The thread ID (tid) changes from 1 to 1881 and then back to 1, indicating that the logical flow moved to a background thread and then back to the main thread. Indeed, from the Android documentation we know that AsyncTask.doInBackground runs in a background thread.
The UI INPUT END event happens after ASYNC CALL but not necessarily before or after ASYNC TASK BACKGROUND. That is, in this view of the trace, we focus on the structure of the execution flow, which can make reasoning about the order of two arbitrary events less intuitive (we would have to compare their timestamps ourselves instead of relying on visual cues).

Chronologically, the execution actually looks like this:

Overall, the ability to trace across threads opens the door to a deeper understanding of the execution flow and can expose subtle performance bugs, such as scheduling delays and unnecessary async jumps.

Along the way, we had to deal with a variety of problems. In no particular order, here are a few interesting issues we needed to overcome:

Even with object pooling, representing each event as a Java object quickly became a bottleneck. The performance impact of garbage collection is proportional to the number of objects alive, and our object pool had thousands of small objects in it. Further, if the pool ran dry, an app thread would have to allocate the entry itself (or just decide to drop it), which disproportionately punished the UI thread containing the most instrumentation. This was one of the main reasons behind the decision to switch to native code, where we could reliably pre-allocate and reuse memory.
One of the more difficult design decisions we had to deal with was the need to have a single global stream of instrumentation events. We considered having thread-local buffers, but sadly there was no easy way to be notified of thread exit/death, so flushing these buffers in the edge cases proved to be problematic.
1. The decision to have a single buffer, combined with the different priorities of the threads in our app, made for an interesting multithreading challenge. The varying priorities (UI thread having the highest, our worker thread taking events from the buffer having the lowest) meant priority inversion was all too common, and it was affecting performance. We tried using priority-inheriting mutexes, but we discovered that the frequent and rather heavy interactions with the kernel could easily become the bottleneck.
2. Ultimately, we settled on a custom lock-free ring buffer of fixed-size events, which now lives in folly. One of the significant benefits of a lock-free solution was that, in the majority of cases, events could be written without having to make system calls into the kernel, which made the operation highly efficient and addressed the bottlenecks we discussed in the previous point.
Using only primitive types and keeping things simple pays off.
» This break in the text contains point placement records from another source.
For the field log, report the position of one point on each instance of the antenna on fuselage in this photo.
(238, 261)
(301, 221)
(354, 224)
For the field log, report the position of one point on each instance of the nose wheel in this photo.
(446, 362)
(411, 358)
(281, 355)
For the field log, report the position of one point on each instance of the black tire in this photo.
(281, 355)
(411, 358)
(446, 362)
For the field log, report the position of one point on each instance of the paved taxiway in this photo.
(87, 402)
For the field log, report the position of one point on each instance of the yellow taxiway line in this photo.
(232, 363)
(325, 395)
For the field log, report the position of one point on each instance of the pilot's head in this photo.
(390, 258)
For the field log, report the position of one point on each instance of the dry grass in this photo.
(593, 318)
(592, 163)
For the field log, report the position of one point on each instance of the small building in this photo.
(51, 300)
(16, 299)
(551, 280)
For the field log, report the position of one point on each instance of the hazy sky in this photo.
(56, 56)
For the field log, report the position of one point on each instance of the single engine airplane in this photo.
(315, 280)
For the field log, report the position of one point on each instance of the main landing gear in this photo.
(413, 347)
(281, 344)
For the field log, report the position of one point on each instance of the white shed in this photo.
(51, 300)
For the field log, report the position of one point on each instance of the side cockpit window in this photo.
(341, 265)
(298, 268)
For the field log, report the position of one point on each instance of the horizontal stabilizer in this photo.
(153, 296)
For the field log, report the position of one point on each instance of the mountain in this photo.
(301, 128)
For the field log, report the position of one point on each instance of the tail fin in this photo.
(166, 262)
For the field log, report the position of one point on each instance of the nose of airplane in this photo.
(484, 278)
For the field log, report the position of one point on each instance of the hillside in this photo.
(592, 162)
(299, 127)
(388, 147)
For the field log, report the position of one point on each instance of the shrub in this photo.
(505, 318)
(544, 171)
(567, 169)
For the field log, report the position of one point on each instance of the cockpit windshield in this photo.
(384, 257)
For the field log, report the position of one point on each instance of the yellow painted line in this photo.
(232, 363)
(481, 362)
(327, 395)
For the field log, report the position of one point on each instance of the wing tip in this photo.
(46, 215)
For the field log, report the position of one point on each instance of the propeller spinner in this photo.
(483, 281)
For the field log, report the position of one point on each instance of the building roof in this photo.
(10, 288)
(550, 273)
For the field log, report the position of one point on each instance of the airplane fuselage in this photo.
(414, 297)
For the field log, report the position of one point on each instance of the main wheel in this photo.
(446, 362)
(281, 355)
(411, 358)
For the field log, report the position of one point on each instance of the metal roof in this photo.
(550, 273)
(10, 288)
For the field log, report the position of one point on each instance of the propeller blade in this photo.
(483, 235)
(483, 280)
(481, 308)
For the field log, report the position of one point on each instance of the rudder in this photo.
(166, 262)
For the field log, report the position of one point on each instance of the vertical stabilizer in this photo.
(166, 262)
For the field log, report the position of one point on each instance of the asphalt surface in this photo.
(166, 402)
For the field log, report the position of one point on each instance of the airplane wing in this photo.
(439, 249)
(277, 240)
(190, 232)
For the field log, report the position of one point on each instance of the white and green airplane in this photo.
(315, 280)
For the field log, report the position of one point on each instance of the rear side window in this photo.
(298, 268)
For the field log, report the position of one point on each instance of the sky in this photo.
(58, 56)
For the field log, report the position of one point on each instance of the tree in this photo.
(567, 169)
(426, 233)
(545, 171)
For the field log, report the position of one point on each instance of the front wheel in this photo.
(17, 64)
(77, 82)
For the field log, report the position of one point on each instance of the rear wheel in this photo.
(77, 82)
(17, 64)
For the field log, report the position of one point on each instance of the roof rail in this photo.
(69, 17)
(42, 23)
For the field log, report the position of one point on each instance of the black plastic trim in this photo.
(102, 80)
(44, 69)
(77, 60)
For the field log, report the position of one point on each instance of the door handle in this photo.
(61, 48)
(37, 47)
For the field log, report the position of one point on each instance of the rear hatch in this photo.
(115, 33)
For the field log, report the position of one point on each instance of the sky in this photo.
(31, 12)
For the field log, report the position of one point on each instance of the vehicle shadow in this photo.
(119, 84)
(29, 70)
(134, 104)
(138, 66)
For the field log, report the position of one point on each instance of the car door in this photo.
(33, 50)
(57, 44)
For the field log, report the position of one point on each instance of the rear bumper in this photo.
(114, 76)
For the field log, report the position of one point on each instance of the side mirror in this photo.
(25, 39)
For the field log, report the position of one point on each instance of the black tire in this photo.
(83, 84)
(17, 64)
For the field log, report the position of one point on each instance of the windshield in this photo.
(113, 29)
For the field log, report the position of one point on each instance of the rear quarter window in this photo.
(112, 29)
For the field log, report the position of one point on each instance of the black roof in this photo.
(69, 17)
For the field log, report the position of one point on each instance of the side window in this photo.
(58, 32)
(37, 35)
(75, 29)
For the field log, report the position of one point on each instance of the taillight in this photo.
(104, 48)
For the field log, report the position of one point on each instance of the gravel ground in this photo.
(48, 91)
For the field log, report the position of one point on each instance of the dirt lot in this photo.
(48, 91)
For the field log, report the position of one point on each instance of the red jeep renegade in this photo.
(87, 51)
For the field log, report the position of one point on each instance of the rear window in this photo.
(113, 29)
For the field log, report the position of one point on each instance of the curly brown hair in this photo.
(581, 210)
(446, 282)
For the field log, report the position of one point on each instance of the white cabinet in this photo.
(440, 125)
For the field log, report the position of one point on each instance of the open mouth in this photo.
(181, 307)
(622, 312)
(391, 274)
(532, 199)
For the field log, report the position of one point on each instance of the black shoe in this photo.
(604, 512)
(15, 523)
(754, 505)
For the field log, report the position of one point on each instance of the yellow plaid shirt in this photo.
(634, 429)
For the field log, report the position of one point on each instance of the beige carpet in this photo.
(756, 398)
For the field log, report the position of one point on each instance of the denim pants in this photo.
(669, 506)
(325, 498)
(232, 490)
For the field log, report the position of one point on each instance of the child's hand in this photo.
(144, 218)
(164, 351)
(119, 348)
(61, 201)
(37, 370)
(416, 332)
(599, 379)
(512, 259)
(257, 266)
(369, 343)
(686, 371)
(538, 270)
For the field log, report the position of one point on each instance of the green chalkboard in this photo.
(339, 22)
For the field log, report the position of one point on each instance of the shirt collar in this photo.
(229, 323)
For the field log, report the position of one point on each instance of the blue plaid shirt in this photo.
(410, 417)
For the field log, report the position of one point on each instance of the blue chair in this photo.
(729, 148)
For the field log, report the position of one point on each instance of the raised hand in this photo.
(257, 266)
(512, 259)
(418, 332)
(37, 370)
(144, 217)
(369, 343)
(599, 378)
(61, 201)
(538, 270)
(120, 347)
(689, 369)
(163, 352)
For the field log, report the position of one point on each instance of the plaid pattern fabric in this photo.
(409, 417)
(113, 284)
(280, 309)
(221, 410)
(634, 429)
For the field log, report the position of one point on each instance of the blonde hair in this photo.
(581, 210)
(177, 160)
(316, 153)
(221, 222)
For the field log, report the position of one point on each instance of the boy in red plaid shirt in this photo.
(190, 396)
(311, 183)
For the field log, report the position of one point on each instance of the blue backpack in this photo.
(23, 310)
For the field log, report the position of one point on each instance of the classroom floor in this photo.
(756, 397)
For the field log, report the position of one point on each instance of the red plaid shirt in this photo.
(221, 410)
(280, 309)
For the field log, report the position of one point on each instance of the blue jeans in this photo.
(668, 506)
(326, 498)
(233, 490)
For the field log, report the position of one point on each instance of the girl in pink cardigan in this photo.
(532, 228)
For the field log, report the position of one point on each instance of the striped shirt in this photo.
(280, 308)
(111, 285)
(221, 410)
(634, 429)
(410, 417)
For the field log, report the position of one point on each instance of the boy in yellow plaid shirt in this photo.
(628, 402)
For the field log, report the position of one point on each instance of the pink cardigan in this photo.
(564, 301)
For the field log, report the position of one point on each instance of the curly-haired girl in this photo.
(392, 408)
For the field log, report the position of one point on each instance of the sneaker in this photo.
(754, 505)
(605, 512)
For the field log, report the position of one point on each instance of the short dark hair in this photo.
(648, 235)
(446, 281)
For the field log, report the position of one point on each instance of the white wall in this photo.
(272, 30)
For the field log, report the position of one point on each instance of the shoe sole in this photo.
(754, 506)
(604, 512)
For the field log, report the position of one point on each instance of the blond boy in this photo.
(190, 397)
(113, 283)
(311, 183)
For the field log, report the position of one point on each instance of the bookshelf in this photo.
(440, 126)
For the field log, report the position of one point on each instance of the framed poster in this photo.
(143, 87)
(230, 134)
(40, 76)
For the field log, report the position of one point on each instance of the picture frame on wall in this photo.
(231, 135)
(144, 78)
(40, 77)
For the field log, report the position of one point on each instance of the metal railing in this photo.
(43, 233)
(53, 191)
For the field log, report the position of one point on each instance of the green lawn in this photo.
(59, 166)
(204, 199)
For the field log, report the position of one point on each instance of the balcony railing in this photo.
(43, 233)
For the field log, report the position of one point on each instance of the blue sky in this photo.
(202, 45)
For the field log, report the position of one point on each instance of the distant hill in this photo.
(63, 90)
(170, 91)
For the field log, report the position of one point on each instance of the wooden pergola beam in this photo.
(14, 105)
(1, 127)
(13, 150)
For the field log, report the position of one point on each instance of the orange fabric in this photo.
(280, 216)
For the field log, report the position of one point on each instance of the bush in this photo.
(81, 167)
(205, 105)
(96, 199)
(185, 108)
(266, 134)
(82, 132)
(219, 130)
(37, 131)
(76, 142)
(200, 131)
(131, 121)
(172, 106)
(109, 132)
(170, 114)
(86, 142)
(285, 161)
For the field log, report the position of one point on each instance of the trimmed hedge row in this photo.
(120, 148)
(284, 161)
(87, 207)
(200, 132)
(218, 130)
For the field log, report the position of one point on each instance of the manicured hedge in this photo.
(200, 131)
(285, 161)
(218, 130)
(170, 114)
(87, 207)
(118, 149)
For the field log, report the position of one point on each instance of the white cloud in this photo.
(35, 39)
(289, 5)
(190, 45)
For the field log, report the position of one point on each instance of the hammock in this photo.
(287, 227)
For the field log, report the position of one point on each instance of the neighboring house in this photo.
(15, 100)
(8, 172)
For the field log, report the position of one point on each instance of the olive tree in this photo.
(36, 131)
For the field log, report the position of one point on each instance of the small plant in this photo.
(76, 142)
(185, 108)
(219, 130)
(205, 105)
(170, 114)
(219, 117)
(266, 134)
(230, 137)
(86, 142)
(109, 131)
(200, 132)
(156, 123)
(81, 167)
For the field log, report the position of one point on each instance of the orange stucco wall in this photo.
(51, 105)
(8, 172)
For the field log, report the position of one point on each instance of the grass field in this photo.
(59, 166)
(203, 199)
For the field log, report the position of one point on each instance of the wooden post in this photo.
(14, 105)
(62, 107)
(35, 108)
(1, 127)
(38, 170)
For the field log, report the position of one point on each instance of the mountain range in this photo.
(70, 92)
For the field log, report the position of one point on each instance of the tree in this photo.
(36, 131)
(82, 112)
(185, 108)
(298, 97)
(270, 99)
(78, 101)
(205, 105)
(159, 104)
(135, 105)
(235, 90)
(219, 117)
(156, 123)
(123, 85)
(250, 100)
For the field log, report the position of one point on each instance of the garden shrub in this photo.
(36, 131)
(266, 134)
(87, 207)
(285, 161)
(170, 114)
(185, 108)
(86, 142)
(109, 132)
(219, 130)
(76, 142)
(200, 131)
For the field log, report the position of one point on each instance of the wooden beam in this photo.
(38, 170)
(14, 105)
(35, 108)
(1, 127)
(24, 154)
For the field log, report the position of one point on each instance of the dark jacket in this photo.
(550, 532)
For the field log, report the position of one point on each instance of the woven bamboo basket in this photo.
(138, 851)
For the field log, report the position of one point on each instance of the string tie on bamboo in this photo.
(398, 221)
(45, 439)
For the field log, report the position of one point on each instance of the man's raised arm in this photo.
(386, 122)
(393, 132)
When the bytecode rewriter manipulates the app’s code, it also injects a unique identifier at each code location it touches. As part of the build process, it also generates a mapping between identifiers and code locations. This allows us to log only 32-bit integer identifiers at runtime and to symbolicate them to code locations on the server side, sidestepping having to ask the VM what the top stack frame is. It also allows us to make the events fixed-size and very small (around 50 bytes per event), which has an effect on both the trace size and the runtime overhead.
Balancing the code size impact is a delicate game. Every code location where the rewriter injects code increases the overall app size by a few bytes. If it’s only a few hundred locations, you probably won’t notice. However, it’s all too easy to write a simple rule that instruments far too much code, bloating the app size as a result. Continuously monitoring the size impact is important to quantify the overhead of new rules and push back on the code size increase.

Future development

In summary, bytecode rewriting has allowed us to scale up our performance instrumentation, providing unique insights into the execution at runtime. It has required a lot of work to make performant, but the effort has so far been worth it.

We’re still actively developing this system, integrating it with existing instrumentation and configuration methods. It’s still in its early days, but we’re very excited by the results we’ve seen and are already thinking of new problems to solve outside the scope of client-side performance.